One additional use for communication networks is the delivery of custom content, such as advertising, to a user. When a user device requests content, further custom content is sent to the user device in addition to the requested content. This custom content may be stored in the core network or an access network. The custom content may or may not reside in the same content storage repository as the requested content. Locating and coordinating the delivery of this custom content is a task also typically performed by the core network.
This additional functionality increases the burden on the core network. Even if not stored in the core network, the content will likely need to pass through the core network on its way to the user, requiring increased bandwidth through the core. Further, users (and custom content providers) increasingly make use of interactive and streaming data, which increases the amount of data that must be stored and moved through the network in comparison to static or non-streaming data. This can be a drain on the resources of the core network. When the core network experiences heavy traffic, this can be reflected in less data throughput in each of the access networks serviced by the core, even when only one of the access networks is responsible for the increased traffic.
According to the present disclosure, a content selection and injection mechanism is provided for a communication network. In the communication network, for example, a wireless content delivery network, an electronic device inserts custom data content into a data stream. The electronic device may accept a data stream from a location in the access network and identify an insertion point suitable for inserting the custom data content into the data stream. The electronic device may also select the custom data content from a local content storage repository located in the access network, and insert the custom data content into the data stream at the identified insertion point. To facilitate custom data content insertion, the data stream may contain a placeholder object that the inserted custom data content modifies or replaces.

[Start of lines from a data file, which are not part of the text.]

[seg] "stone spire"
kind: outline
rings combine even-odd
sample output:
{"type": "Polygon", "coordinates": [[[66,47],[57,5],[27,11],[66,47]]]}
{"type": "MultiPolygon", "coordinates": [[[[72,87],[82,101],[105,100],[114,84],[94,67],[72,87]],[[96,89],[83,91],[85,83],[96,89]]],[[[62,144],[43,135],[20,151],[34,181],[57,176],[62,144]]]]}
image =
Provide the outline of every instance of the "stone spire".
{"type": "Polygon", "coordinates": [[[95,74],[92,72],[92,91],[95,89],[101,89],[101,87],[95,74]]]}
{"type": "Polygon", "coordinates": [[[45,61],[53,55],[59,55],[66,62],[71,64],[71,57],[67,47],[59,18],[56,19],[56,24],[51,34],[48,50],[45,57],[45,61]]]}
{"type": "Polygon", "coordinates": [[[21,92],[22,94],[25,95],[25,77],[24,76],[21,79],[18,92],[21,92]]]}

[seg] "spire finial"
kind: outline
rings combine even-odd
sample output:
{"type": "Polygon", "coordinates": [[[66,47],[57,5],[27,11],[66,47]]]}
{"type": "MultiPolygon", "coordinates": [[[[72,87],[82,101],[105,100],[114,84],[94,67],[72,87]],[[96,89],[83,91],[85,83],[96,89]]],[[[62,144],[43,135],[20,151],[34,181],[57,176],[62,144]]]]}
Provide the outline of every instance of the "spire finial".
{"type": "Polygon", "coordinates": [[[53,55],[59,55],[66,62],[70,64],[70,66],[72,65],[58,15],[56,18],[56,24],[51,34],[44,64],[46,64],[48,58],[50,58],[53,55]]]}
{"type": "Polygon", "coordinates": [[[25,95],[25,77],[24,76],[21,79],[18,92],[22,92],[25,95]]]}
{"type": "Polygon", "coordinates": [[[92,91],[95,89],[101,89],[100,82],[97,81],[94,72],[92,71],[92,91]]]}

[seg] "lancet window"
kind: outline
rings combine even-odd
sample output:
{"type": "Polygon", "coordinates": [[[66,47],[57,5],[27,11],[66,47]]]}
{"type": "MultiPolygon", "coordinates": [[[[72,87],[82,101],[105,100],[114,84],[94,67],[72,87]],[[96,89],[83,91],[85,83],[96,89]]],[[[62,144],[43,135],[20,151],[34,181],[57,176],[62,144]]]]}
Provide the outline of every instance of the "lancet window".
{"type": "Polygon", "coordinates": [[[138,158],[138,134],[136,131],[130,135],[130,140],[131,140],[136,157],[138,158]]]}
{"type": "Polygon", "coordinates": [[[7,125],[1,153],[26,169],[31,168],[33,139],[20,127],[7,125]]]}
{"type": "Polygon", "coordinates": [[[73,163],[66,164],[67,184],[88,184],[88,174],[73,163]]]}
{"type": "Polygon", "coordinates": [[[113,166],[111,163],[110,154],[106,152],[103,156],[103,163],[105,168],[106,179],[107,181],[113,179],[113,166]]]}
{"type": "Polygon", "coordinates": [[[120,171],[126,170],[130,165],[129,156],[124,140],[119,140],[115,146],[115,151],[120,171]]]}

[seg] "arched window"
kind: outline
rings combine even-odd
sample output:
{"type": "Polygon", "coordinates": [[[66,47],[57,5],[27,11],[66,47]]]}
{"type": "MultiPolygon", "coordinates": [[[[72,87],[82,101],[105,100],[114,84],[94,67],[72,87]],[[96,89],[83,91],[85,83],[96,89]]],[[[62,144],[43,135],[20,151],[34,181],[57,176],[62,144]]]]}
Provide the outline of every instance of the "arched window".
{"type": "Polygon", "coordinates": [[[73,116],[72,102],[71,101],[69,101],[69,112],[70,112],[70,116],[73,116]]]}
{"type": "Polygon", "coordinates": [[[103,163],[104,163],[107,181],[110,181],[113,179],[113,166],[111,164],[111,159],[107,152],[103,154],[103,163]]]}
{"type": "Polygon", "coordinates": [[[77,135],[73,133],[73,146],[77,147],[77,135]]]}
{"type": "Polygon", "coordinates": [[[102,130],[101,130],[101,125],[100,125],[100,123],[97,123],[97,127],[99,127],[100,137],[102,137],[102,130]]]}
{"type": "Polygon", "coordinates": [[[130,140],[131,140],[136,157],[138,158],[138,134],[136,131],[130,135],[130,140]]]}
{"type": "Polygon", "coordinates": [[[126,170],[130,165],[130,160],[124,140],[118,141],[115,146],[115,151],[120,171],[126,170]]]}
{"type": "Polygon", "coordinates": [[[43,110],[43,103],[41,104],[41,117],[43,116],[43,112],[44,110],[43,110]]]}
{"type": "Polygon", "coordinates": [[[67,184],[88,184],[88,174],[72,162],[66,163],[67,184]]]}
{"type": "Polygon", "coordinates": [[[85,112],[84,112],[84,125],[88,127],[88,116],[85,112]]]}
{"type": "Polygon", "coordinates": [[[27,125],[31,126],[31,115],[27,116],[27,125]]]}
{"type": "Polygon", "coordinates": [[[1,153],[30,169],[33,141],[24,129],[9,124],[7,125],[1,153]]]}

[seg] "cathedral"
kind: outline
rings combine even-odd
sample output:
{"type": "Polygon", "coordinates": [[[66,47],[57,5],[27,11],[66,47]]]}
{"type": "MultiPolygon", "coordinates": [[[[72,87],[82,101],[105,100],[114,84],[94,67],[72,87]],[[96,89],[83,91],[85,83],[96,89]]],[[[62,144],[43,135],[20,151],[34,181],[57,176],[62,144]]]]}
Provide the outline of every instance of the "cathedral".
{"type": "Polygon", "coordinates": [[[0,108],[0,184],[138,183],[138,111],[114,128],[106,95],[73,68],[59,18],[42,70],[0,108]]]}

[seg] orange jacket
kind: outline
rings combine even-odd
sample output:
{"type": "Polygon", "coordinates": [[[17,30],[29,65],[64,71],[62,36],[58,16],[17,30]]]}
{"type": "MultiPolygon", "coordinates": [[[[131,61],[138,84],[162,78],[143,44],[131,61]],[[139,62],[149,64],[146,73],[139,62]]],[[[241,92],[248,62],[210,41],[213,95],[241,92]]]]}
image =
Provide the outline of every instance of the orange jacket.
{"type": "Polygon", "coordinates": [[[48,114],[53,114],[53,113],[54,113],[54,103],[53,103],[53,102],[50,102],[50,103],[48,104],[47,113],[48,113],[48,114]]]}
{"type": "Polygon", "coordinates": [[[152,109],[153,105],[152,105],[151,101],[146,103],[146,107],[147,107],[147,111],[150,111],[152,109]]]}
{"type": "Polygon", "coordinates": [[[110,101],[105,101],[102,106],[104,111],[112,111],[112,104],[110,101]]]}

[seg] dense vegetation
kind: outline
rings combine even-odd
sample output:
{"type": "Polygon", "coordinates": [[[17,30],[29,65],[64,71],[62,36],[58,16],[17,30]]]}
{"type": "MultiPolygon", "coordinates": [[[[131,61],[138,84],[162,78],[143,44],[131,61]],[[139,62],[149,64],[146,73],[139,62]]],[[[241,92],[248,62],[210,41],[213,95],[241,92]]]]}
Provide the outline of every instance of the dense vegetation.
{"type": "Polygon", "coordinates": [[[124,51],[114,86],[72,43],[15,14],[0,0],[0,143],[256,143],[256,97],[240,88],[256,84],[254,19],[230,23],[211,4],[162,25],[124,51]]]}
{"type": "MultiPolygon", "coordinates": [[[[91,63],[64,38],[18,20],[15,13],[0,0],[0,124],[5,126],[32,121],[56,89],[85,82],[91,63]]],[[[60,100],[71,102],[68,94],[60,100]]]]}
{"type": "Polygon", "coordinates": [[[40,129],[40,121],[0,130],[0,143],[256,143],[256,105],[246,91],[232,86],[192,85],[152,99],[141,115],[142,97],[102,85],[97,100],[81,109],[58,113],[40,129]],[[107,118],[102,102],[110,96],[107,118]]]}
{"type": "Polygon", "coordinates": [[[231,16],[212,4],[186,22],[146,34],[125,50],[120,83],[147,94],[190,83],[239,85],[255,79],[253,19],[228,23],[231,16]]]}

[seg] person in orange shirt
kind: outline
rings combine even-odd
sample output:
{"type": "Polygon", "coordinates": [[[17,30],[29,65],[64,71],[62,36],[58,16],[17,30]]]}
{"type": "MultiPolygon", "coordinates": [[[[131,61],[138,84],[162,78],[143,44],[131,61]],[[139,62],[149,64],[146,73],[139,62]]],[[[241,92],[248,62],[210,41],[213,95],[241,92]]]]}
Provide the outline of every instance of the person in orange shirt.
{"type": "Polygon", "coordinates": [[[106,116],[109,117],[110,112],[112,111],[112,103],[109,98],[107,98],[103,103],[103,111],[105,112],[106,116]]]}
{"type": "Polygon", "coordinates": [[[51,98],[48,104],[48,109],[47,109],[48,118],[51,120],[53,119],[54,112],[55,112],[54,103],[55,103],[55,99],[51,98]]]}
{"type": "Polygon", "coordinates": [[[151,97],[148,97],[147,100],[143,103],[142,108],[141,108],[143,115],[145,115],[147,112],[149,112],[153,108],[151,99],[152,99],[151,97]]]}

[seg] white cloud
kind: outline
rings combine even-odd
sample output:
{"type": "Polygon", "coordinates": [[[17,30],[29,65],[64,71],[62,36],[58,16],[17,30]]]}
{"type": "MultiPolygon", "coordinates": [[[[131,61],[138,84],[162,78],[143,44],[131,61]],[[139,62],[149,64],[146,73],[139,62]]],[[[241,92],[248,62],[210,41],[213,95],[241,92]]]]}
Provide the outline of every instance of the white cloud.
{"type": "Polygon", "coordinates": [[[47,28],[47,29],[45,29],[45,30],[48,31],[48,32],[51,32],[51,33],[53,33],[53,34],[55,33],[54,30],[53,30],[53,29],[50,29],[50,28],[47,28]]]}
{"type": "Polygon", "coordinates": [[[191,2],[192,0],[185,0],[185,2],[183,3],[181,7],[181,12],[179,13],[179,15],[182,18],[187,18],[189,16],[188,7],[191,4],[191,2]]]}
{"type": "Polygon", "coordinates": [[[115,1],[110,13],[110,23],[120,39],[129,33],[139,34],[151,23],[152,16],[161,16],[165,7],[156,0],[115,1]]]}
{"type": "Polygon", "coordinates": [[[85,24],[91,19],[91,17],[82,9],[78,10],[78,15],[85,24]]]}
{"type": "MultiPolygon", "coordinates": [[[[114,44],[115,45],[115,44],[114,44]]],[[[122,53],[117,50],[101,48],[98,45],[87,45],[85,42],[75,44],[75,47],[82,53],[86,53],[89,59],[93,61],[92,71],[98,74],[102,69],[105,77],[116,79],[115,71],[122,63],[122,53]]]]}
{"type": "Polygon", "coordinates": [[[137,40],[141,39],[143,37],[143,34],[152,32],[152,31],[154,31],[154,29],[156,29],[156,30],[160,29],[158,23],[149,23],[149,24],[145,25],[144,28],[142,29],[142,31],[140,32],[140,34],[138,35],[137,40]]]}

According to one embodiment, the electronic device may identify a targeted user for receiving content, and select the custom data content based on the identity of the targeted user. For example, the custom data content may be selected based on an affinity group of the targeted user which defines preference data for the targeted user. The content object may also be selected based on a learned historical preference of the targeted user.
According to another embodiment, the custom data content may be selected based on the geographic location of the targeted user. If the targeted user changes geographic location, the electronic device may select additional custom data content, identify a second insertion point suitable for inserting the additional custom data content into the data stream, and insert the additional custom data content object into the data stream at the second insertion point.
According to another embodiment, the data stream may be analyzed for semantic context information, and the custom data content may be selected based on the semantic context information.
The above-mentioned content selection schemes may be applied alone or in combination.
The data stream may be a media stream containing streaming video or audio. In this case, the insertion point may be a video or audio transition that defines a scene change or media object cache segment changeover. Alternatively, the insertion point may be a streaming media state change that updates a state of the media stream.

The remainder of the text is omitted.